過去50年を見ると、米欧のグローバル経済への影響力は着実に低下している。
そして、世界第2位の経済大国となった中国の台頭が示すように、経済・政治・外交の中心が、米欧からアジアにシフトしている。
中国の経済的強さは、軍事力を支え、今や米中新冷戦の様相をみせている。米国では、このイースタニゼーションにどう対応するのかが、国家戦略上の最大の議論となっている。
「一帯一路」に対抗する「インド太平洋戦略」
2019年6月、米国防総省は「インド太平洋戦略報告書」を発表した。中国の「一帯一路」構想などのインド・太平洋地域への軍事・政治・経済的な影響力拡大に対抗して、既存の秩序とルールを維持するために、米国が地域の主要な国々と積極的に協力する方針を示したものだ。
冷戦期以降の米国のアジアでの安全保障戦略は、「ハブ・アンド・スポーク」と形容される複数の地域の2国間同盟を中心におき、地域の経済協力や統合については冷淡な態度をとってきた。
それが現在、地域のネットワーク化を支援する方向に大きく転換した。
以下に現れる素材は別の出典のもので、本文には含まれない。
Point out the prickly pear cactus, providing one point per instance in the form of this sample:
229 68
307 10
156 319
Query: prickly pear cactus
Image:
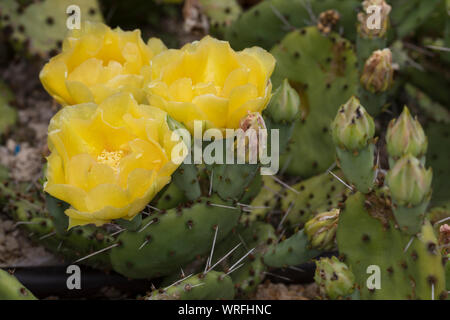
312 196
322 70
40 26
269 21
203 286
12 289
437 158
8 112
408 267
221 14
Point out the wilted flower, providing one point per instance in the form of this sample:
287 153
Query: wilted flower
206 80
321 230
378 73
97 62
108 161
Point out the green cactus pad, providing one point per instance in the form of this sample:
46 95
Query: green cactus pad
173 238
8 113
323 71
12 289
264 202
410 267
42 24
247 277
212 286
359 168
269 21
314 195
438 158
186 179
221 14
170 197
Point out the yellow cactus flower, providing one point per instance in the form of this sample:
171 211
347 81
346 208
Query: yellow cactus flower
97 62
108 160
207 80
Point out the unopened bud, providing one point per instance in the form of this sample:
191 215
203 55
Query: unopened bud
378 73
406 136
334 278
373 22
353 127
285 103
409 182
321 230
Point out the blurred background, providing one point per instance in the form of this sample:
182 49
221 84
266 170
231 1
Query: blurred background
32 31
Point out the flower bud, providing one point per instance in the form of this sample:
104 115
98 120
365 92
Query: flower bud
321 230
284 104
378 73
353 127
406 136
409 182
444 239
374 20
334 278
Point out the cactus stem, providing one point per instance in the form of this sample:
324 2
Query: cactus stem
409 244
285 215
340 180
296 269
277 276
222 206
443 220
438 48
25 222
178 281
232 270
143 244
153 208
224 257
97 252
285 185
210 183
208 262
117 232
144 227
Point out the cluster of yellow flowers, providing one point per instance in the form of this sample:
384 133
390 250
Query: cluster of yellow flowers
110 143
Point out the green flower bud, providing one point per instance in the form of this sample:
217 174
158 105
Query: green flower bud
321 230
378 73
409 182
285 103
334 278
368 24
444 239
406 136
353 127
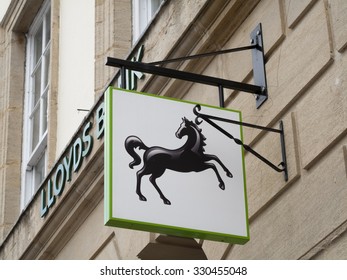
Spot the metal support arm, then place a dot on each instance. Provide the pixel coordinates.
(209, 118)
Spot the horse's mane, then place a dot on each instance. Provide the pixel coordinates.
(199, 130)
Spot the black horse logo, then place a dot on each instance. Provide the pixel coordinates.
(189, 157)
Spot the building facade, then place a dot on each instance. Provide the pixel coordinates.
(53, 79)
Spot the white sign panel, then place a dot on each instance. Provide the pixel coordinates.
(165, 173)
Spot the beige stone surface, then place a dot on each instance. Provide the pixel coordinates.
(295, 10)
(301, 216)
(292, 68)
(322, 113)
(339, 22)
(336, 251)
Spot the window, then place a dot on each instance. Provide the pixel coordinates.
(35, 106)
(143, 12)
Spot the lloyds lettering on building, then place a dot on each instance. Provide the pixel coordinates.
(78, 150)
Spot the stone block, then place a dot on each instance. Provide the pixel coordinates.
(300, 60)
(337, 249)
(238, 66)
(339, 23)
(322, 117)
(295, 10)
(306, 213)
(263, 183)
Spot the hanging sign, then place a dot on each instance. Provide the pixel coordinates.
(167, 173)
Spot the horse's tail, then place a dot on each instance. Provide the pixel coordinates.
(131, 143)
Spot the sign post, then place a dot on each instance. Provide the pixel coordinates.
(167, 173)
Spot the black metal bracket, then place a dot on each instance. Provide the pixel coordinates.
(259, 88)
(259, 73)
(209, 118)
(258, 59)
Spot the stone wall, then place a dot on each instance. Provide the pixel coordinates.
(306, 65)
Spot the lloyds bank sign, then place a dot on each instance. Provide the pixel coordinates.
(75, 154)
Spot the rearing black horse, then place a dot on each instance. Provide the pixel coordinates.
(189, 157)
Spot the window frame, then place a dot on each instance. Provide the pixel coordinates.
(36, 102)
(143, 12)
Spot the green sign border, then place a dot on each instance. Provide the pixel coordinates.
(151, 227)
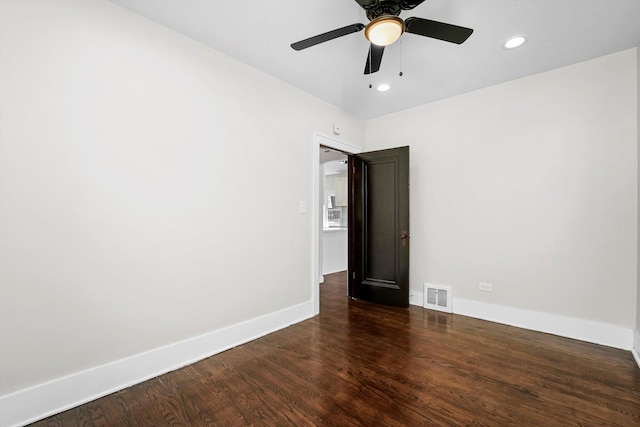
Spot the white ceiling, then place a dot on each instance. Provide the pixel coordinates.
(259, 33)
中国の圧倒的な地域への影響力に対して、自国の軍事力、経済力だけでは対抗しきれないと考えている証拠だ。
このインド太平洋戦略構想は、同盟国とパートナー国とともに地域の既存の秩序と経済発展を支持して、中国に対抗するという考え方だ。
ジョー・バイデン新大統領は、中国の課題に対処する効果的な方法は同盟国やパートナーとの共同戦線をまとめることだ、と明確に述べている。
従って、バイデン政権でも、対中牽制のための「インド・太平洋地域」でのネットワーク形成の方向性は継続するだろう。